I looked at him confused and irritated, and my jutting lower lip probably showed it. What did my fight with Harry have to do with Dad?
He turned to Harry. “Mr. Munson, I’d appreciate it if you would show some consideration for a grieving friend. You have got to understand that Sam needs us, each and every one of the people in his life, to help him through this. He has enough challenges right now.”
Neither of us was sure what he was talking about, but it was obvious that we weren’t getting in trouble. Mr. Morris shook his head in surrender and waved a tired hand.
“Go on now, get back to class, and let’s have no more of this.”
That afternoon we had another movie in class: Barges in the Rhine.
“Did you get in trouble?” Becky whispered, leaning close so I could feel her hair brush my arm.
“No, but no thanks to you.”
“Me? What did I do?” We both jerked around when Mr. Scott paused mid-sentence and everyone stared right at us.
The dreary monologue about hauling coal and wheat through Europe continued. “Harry told me,” I hissed.
“Told you what?”
“About last night. You sitting with him at church.”
“So!”
I waited a full three slide frames before I delivered the crushing blow. “That’s why I hit him.”
Fighting with Harry got me through that last couple of months. Hardly a day went by that we didn’t have some kind of shoving match, and sometimes they turned to full-blown fistfights. Of course, he said he won most of the fights, but Becky didn’t give back the piece of ivory, and she didn’t sit by him during any of the movies.
Mr. Morris did a lot of coddling, patting me on the back and letting me off easy when I acted up in class. One time he held me in class during recess. He sat on the edge of the desk and fiddled with the crease in his pants. “You know, Sam, I lost my dad too when I was very young. I know what you’re going through.”
“Yeah. At least he won’t have to go to your funeral.”
“Huh? I don’t understand.”
“My grandpa did. He had to go to his son’s funeral. Just seems kinda weird, that’s all.”
I know he didn’t understand. I probably made no sense at all. Mr. Morris just shook his head and nodded.
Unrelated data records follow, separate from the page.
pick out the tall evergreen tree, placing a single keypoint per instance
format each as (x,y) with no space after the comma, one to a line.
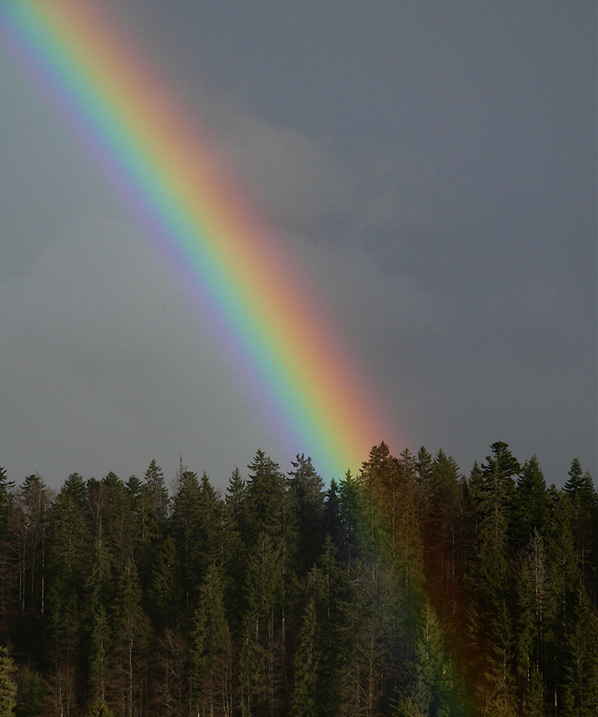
(8,687)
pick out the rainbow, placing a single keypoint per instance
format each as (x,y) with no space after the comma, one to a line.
(162,164)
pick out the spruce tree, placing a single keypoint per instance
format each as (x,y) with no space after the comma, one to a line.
(8,687)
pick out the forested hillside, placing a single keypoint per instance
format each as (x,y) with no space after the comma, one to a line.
(409,589)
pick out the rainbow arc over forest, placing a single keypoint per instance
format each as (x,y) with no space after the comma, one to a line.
(163,165)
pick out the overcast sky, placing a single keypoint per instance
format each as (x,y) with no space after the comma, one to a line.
(431,165)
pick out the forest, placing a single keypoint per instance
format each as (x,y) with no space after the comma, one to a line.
(409,589)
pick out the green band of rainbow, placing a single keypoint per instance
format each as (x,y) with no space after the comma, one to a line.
(152,146)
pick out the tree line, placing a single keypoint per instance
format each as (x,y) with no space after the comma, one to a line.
(406,590)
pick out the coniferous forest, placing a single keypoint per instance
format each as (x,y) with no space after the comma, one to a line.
(408,590)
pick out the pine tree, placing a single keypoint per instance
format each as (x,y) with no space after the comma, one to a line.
(306,663)
(129,643)
(306,490)
(8,687)
(212,652)
(98,654)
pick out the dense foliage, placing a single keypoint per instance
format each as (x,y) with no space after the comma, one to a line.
(408,590)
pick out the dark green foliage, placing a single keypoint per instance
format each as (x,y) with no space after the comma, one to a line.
(8,687)
(405,589)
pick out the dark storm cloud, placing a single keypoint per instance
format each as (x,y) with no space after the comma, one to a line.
(432,167)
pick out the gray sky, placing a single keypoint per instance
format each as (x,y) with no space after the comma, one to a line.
(432,166)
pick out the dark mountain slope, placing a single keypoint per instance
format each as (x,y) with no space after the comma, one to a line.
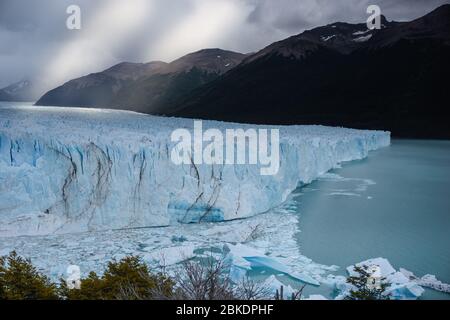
(395,79)
(20,91)
(143,87)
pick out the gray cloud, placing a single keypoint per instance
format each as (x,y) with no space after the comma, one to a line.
(34,42)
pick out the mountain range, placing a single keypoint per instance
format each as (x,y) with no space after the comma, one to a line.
(394,78)
(19,91)
(150,88)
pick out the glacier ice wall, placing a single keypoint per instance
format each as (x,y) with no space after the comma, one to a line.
(74,170)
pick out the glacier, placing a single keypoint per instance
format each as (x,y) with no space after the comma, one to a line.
(65,170)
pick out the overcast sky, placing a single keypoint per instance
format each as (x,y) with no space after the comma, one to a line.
(35,43)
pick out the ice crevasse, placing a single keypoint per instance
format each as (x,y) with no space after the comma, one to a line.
(74,170)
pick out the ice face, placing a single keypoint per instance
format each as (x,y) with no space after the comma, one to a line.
(75,170)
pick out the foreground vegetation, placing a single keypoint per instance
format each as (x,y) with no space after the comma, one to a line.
(131,279)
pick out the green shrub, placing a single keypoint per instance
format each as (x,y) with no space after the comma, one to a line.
(363,291)
(19,280)
(128,279)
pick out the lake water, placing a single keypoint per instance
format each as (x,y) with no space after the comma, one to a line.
(394,204)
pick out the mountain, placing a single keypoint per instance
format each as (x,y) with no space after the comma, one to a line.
(342,74)
(20,91)
(149,88)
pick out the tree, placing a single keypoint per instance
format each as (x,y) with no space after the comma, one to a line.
(20,280)
(128,279)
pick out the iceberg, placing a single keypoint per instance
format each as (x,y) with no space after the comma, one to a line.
(65,170)
(242,258)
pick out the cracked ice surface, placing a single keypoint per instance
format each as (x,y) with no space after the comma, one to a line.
(77,170)
(168,246)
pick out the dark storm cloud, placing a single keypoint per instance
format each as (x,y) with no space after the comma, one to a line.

He didn’t speak to me again until the last day of school then he called me aside. “Samuel, I have a gift for you,” he said, handing me a book from one of those church publishers. I think he was glad to see the last of me when the final school bell rang and we all ran screaming into the sunlight of summer vacation.
I never read the book, but I kept a card that Becky gave me. It was a valentine with a red heart and a Cupid with wings. She signed it, “Your girlfriend, Becky.”